South Korea’s Samsung Heavy Industries has achieved a milestone in the pursuit of sustainable maritime solutions as it received Approval in Principal (AiP) from Norwegian classification society DNV for a floating CO2 storage unit (FCSU).
The FCSU, which was jointly developed with Malaysian energy giant Petronas' shipping subsidiary MISC, marks a pivotal moment in Samsung's commitment to combating climate change, the company said.
The FCSU measures 330 metres in length and 64 metres wide. This behemoth, which is equipped with highly-pressurised tanks boasting total storage capacity of 100,000 cubic metres, is designed to store liquefied carbon dioxide at temperatures plummeting below minus 50 degrees Celsius.
With an injection module mounted atop the FCSU's hull, the vessel is capable of transporting 5 million tonnes per annum of carbon dioxide for injection below the seabed.

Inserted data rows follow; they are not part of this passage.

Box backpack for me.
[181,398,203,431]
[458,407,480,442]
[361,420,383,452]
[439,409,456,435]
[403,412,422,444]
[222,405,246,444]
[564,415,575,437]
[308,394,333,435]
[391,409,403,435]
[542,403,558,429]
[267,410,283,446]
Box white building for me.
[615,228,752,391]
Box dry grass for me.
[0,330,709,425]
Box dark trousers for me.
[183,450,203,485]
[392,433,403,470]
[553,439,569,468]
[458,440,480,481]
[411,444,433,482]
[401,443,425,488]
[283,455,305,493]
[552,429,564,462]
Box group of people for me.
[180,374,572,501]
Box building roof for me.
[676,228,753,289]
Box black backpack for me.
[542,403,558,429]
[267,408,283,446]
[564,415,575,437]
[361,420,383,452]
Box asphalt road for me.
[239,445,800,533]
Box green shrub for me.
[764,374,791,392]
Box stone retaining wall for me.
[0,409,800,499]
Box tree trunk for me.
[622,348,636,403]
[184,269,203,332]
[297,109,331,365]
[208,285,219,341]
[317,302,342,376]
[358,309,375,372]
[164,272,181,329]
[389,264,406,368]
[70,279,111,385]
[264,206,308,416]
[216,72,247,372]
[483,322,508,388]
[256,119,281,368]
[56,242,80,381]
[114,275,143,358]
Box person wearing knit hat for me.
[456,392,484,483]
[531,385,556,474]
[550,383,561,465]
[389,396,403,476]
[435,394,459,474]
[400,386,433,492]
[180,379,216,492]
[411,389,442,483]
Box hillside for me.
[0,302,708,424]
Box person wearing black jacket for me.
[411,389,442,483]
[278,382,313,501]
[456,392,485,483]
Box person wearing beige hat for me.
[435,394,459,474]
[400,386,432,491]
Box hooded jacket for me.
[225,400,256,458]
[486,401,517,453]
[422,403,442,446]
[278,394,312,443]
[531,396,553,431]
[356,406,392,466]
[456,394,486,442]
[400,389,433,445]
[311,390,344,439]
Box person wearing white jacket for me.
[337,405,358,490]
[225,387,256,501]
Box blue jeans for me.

The amount of carbon dioxide that can be sequestered by this technology is equivalent to the emissions generated by approximately 3.3 million passenger cars annually, Samsung Heavy Industries said on its website.
Since early this year, the contractor, in close collaboration with MISC, has embarked on a journey of conceptual exploration to drive CCS commercialisation.
In tandem, MISC has charted a strategic course to develop a robust business model for CO2 storage in offshore depleted gas fields in Malaysia.
Samsung Heavy Indsustries added it is poised to supply FCSUs that will play an integral role in supporting the implementation of CCS projects on a global scale.
Gyoon-joong Yoon, head of the offshore engineering management team at Samsung Heavy Industries, said: "Our offshore business is expanding its territory beyond existing oil and gas production equipment, such as FPSO and FLNG. Our portfolio now encompasses a range of environmentally friendly products, spanning from offshore wind power and nuclear power (SMR) to CCS."